My first reflex, the lazy one, was to reach for nice. But nice only touches CPU scheduling. It does nothing for memory pressure, and memory was the problem. You can renice a process into the ground and it will still happily allocate until the OOM killer wakes up and shoots something, often not the thing you wanted shot.

The OOM killer had in fact fired, eventually. It just took its time, and when it did, its heuristics picked off a long-running service with a big resident set rather than the importer that was actually at fault. That is the OOM killer working as designed and being completely unhelpful, both at once.

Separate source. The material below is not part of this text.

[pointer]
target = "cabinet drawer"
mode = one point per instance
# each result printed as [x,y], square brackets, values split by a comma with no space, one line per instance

A diagram of a server under load

a slice with a ceiling

The right answer on a modern systemd box is cgroups v2, and it is much nicer to use than the v1 era of mounting controllers by hand. I run the importer under systemd anyway, so all it took was a drop-in:

# /etc/systemd/system/importer.service.d/limits.conf
[Service]
MemoryHigh=1G
MemoryMax=1500M
CPUQuota=50%

MemoryHigh is the soft limit: cross it and the kernel starts aggressively reclaiming pages from this slice and throttling its allocations, which slows the process down rather than killing it. MemoryMax is the hard wall. Hit that and the OOM killer fires, but crucially it fires inside the cgroup, so it kills the importer and leaves everything else on the box untouched. The blast radius is now one service instead of the whole machine.

CPUQuota=50% was belt and braces. The importer doesn't need a full core, and capping it means a runaway loop can't starve the scheduler either.

After systemctl daemon-reload and a restart, I fed it the same malformed file deliberately. It climbed to 1.5G, got killed, systemd restarted it, it climbed again, got killed again. Annoying, but contained. The rest of the host never noticed.

verify, don't assume

The bit people skip is checking the limit actually applies. cgroup v2 exposes everything through the unified hierarchy, so you can just read it back:

$ systemctl show importer.service -p MemoryMax -p MemoryHigh
MemoryMax=1572864000
MemoryHigh=1073741824

$ cat /sys/fs/cgroup/system.slice/importer.service/memory.current
214893056

That last file is the live usage, and watching it under load is far more honest than top, because it's the number the kernel actually enforces against.

I did fix the importer to stream the file instead of slurping it, which was the real bug. But I'd rather not rely on every process being well-behaved. A limit you've set and verified is worth more than a promise you've made to yourself about future code. The cgroup doesn't care how good my intentions were at 06:40.